Mais son premier combat, inachevé, m’a beaucoup plu. Voilà un toro qui passe à droite et mal à gauche. Enrique le tient, après avoir rectifié tout ce qui devait l’être à droite et, sur sa quatrième série, lui sert sa tauromachie faussement relâchée, fluide, jouant du pico comme Vasarely du cercle, élégante et distanciée, plus décorative que profonde. Passe à gauche, nada. Insiste, ça va mieux. Reprend la droite et donne trois redondos interminables puis se relâche pour de vrai, sert une trinchera de cartel, l’arène s’enflamme, « Caridad del Guadalquivir » nous transporte, il tient son triomphe. Et c’est là, soudain, qu’Enrique est grand ! Tout autre serait resté sur le côté du succès, des applaudissements et des « olés ». Pas Enrique, qui a encore quelque chose à régler, une insatisfaction intime, un rien à se prouver : cette résistance de son adversaire sur la corne gauche, cette charge encore retenue alors que celle de l’autre rive est désormais d’eau pure. Alors il reprend la main gauche mais rien n’y fait.

Ce que j’aime ? Ce souci du travail bien fait au risque des récompenses. Cet orgueilleux entêtement de l’artisan. Vous savez, celui qui s’obstine sur un détail qui le contrarie, quand, nous, le détail nous importe peu et qu’on est impatient de repartir l’ouvrage sous le bras, tel qu’il est et nous convient ainsi. Sans doute un peu vintage cette persévérance de l’artiste, mais une vraie leçon de choses (oreille un peu dépourvue de sens après beaucoup d’approximations à l’épée).

Roca Rey s’est beaucoup exposé dans un quite sur son premier toro, brave à la pique, vif, à la charge puissante et âpre. Tafaleras, farol, gaoneras. Plus impressionnant que joli d’exécution. Et je l’ai trouvé appliqué et un peu impuissant à la muleta, se faisant désarmer trois fois. Ce toro était loin d’être intoréable. La difficulté à lui trouver une faena ne faisait que confirmer l’absolue et pénible étanchéité entre les deux circuits (les corridas dures et les autres) qui minent l’aficion.
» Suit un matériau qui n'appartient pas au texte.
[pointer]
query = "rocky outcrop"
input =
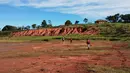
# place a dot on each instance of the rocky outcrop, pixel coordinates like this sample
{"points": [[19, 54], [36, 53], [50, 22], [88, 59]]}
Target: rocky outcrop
{"points": [[57, 31]]}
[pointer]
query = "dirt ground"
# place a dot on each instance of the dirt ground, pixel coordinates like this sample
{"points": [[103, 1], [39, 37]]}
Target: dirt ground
{"points": [[62, 57]]}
C’était la confirmation d’alternative du fils d’Espartinas. Une première faena sympathique devant un adversaire anovillado, anodin et innocent de noblesse. Plus consistante quoique terriblement parallèle sur le suivant, l’allonge de bras et le temple faisant son succès devant un très bon toro de deux oreilles qu’il aguante en fin de faena par porfia entre les cornes avant de jeter les armes comme si la messe était dite. Pour l’heure, il est vrai, ce jeune Javier est un aimable torero de dimanche matin. Ca tombe bien !

Nîmes, dimanche 4 juin , après-midi - solo de Juan Bautista/ La Quinta, Parlade, Jandilla, Pedraza de Yeltes, Carmen Lorenzo, Garcigrande

Décider d’un « seul contre six », c’est, pour un torero, « vouloir se mettre la pression » comme disent les jeunes. Alors, quand on sait celle d’un après-midi ordinaire où l’on n’en combat que deux, on se dit que quelque chose ne tourne pas rond…. Affronter six toros est défi physique, psychologique, technique et artistique ; le pari déraisonnable, vaniteux ou désespéré, d’un torero qui cherche à convaincre de son cartel ou à éviter une dépréciation qui menace.
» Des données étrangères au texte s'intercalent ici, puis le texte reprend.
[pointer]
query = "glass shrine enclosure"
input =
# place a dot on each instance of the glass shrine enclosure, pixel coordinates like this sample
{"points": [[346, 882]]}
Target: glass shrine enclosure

La corrida ayant peu de choses en commun avec le récital d’un soliste, généralement épargné de la présence à ses côtés d’une bête à cornes de 500 kilos, une encerrona est toujours aléatoire et le spectacle fréquemment décevant. Sauf pour les proches et le cercle étroit des admirateurs-quoiqu’il-en-coûte, qui partagent,  non sans sincérité mais à bon compte, l’attente et les tourments  de « leur » vedette, comme si leur honneur ou leur vista en dépendaient.

On retiendra de celui de Juan Bautista, les arènes quasiment pleines, un beau costume dessiné par Lacroix mais une chemise rose et une cravate verte qui jurent, et une interminable corrida (3 heures) où rien ne se passe comme espéré. Ajoutez à cela que José Tomas a tué le genre par excès d’excellence un jour de septembre 2012 et vous aurez la tonalité douce-amère de l’après-midi. La Porte des consuls bradée par une présidence sans discernement n’a fait illusion ni pour le torero ni pour les aficionados.

Le Parlade, toro fort médiocre, le merveilleux Perdarza de Yeltes qui a dû être changé après blessure en piste et remplacé par un frère moins avenant, et deux Gracigrande successifs (le premier changé le second terriblement soso) ont plombé la corrida.

Que retenir ?

Une très belle faena devant le très bon toro de La Quinta, surtout la première moitié où Jean Bautista pèse sur son adversaire avant de se relâcher main basse et de conclure par un recibir en plein centre du ruedo (2 oreilles, la seconde généreuse).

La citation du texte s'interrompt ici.